7. The method for classifying a cerebral stroke-oriented unbalanced data set according to claim 1, wherein the function formula of the fuzzy support vector machine classifier is:

wherein w represents a normal vector of the hyperplane; c (C) ⁺ 、C ^— Penalty factors respectively representing positive class samples and negative class samples, C ⁺ ，C ^- Is a constant; n is the number of sample points;representing a positive class fuzzy membership function, i.e. u ⁺ (x _i )；/>Representing a negative fuzzy membership function, i.e. u ^- (x _i )；ξ _i Is a relaxation factor; y is _i Representing two different class labels, phi (x _i ) Representing a kernel function, d representing an offset;

obtaining an optimal classification hyperplane by solving a function formula of the fuzzy support vector machine classifier, thereby obtaining a sample point x _i Category labels of (c).

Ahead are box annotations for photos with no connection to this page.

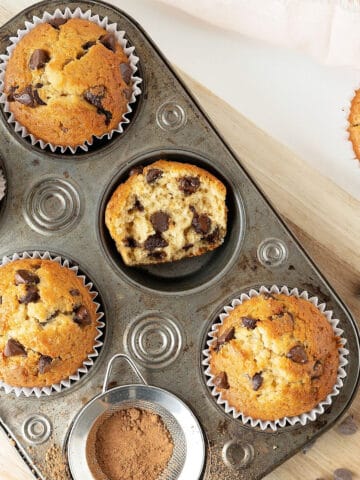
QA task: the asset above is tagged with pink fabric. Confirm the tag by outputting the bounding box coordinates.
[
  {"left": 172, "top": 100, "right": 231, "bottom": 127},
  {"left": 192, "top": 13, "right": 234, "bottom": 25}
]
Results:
[{"left": 155, "top": 0, "right": 360, "bottom": 68}]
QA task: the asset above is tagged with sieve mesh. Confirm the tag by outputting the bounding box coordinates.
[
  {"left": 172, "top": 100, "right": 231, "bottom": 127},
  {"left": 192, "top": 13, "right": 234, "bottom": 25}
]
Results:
[{"left": 86, "top": 399, "right": 186, "bottom": 480}]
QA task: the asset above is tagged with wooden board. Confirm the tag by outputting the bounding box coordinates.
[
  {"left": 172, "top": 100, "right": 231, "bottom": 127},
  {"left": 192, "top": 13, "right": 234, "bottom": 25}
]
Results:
[{"left": 0, "top": 0, "right": 360, "bottom": 480}]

8. A stroke imbalance data set oriented classification system, the system comprising:

the unbalanced data set acquisition module is used for acquiring a cerebral apoplexy unbalanced data set;

the unbalanced data set dividing module is used for dividing the cerebral apoplexy unbalanced data set according to 7: the 3 proportion is randomly divided into a training sample set and a test sample set, wherein the unbalance rate of the training sample set and the test sample set is not changed;

The sample distance calculating module is used for calculating the distance between each sample point in the training sample set;

the difference matrix construction module is used for constructing a difference matrix according to the distance between each sample point in the training sample set;

the sample number statistics module is used for counting the number of positive type samples and the number of negative type samples in the effective range of the sample points according to the difference matrix; wherein the positive sample is cerebral apoplexy patient data in the cerebral apoplexy unbalanced data set, and the negative sample is cerebral apoplexy patient data in the cerebral apoplexy unbalanced data set;

the positive and negative type information amount calculation module is used for determining positive/negative type information amount contained in the sample points according to the number of the positive type samples and the number of the negative type samples;

the information quantity fuzzy membership function construction module is used for constructing an information quantity fuzzy membership function according to the positive/negative type information quantity contained in the sample points;

the positive and negative class fuzzy membership function determining module is used for determining a positive/negative class fuzzy membership function based on the distance between samples according to the distance between the sample points;

the improved positive and negative fuzzy membership function construction module is used for determining an improved positive/negative fuzzy membership function according to the information quantity fuzzy membership function and the positive/negative fuzzy membership function based on the distance between samples;

The fuzzy support vector machine classifier construction module is used for constructing a fuzzy support vector machine classifier according to the improved positive/negative class fuzzy membership function;

and the unbalanced data classification module is used for classifying the test sample set in the cerebral apoplexy unbalanced data set by adopting the fuzzy support vector machine classifier.